Garbage and Islands of Isolation!

Garbage collection is the greatest mystery for most of the new programmers. Particularly because Sun/Oracle has managed to abstract the aspects of Garbage Collectors nicely away from them. This ultimately makes programmers who are freshly welcomed to the industry to write bad code for system internals. This article is a brief overview on Garbage Collection and the concept called Island of Isolation.

World before Garbage Collectors..

Twenty, thirty years back, memory was everything. There was no Java (Which was introduced back in ’95) and no Python — so you had to manage memory for your dense desktop applications or your complex algorithms. Well, they might have not been that complex because you might have not been able to run complex algorithm models with the machines which were present at that time. Things surely have now changed — but Moore Law is dead because of the lag of progression of memory over the years. So even today, managing memory is of vital importance but not as before where we had to go into the assembly level code to figure out the leakages of memory.

Garbage Collection — why?

In order to understand the core of Garbage Collection, you need a little bit of system architecture concepts. So we’ll review it right now.

In order to write programs, one must use variables and thus, one needs to access memory in order to store values. For an example, take this for loop.

for (int i = 0; i < n; ++i) {
std::cout << i << std::endl;
}

This is just a simple loop iterating over the set of integers from 0 to n . So there are some critical aspects of memory where a clever programmer must attend to.

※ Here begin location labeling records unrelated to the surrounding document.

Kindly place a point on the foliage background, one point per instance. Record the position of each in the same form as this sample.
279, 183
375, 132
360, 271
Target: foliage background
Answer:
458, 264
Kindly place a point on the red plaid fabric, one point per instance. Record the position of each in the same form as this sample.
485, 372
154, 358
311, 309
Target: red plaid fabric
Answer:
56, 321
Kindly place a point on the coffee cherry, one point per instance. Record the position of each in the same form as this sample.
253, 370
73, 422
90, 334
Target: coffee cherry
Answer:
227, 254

Consider the variable i . It needs to be incremented according to the instruction ++i . In order to increment it, the program needs to remember the previous values of i thus inviting the need of memory or registers.

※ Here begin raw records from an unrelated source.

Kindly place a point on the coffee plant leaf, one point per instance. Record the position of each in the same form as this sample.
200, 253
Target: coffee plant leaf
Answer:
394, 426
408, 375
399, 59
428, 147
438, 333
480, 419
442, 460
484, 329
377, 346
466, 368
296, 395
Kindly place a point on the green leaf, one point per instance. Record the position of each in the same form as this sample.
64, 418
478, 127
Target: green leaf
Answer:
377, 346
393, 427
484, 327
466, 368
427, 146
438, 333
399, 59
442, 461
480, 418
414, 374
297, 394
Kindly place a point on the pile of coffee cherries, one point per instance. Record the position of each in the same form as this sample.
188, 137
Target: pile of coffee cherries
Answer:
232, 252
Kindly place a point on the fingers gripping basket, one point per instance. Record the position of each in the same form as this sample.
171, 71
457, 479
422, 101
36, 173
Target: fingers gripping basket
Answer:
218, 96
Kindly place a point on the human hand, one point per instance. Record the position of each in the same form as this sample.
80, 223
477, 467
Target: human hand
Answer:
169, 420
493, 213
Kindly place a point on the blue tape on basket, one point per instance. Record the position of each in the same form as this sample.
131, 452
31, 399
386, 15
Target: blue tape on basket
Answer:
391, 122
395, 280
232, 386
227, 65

Programming Languages does not include these variables like i just in a random position in memory — quite the contrary — they have a specific paradigm — a well organized one — for allocating variables. Each runtime has its own stack where functions are loaded and each function has its own stack frame embedded inside the stack itself. When the function is fully executed, the frame regarding to that particular function is popped out of the stack with the all the variables, return values and links.

So this variable i is stored inside the stack frame of the function of this particular execution. Maybe it’s the main method, or a child method running inside the main method itself. In this case, the main method will hold its stack pointer until the child function has done execution, and will return to its stack pointer value when the child function is fully executed, and popped out from the stack.

With intense progression of programming paradigms, a new paradigm of OOP came into play with Classes and Objects — which gave the rise of Garbage Collection. Every object (Instance of a class) instantiated is allocated into the Heap. This is because the user does not need to worry about the lifetime of objects because the Heap is where the Garbage Collector does its job.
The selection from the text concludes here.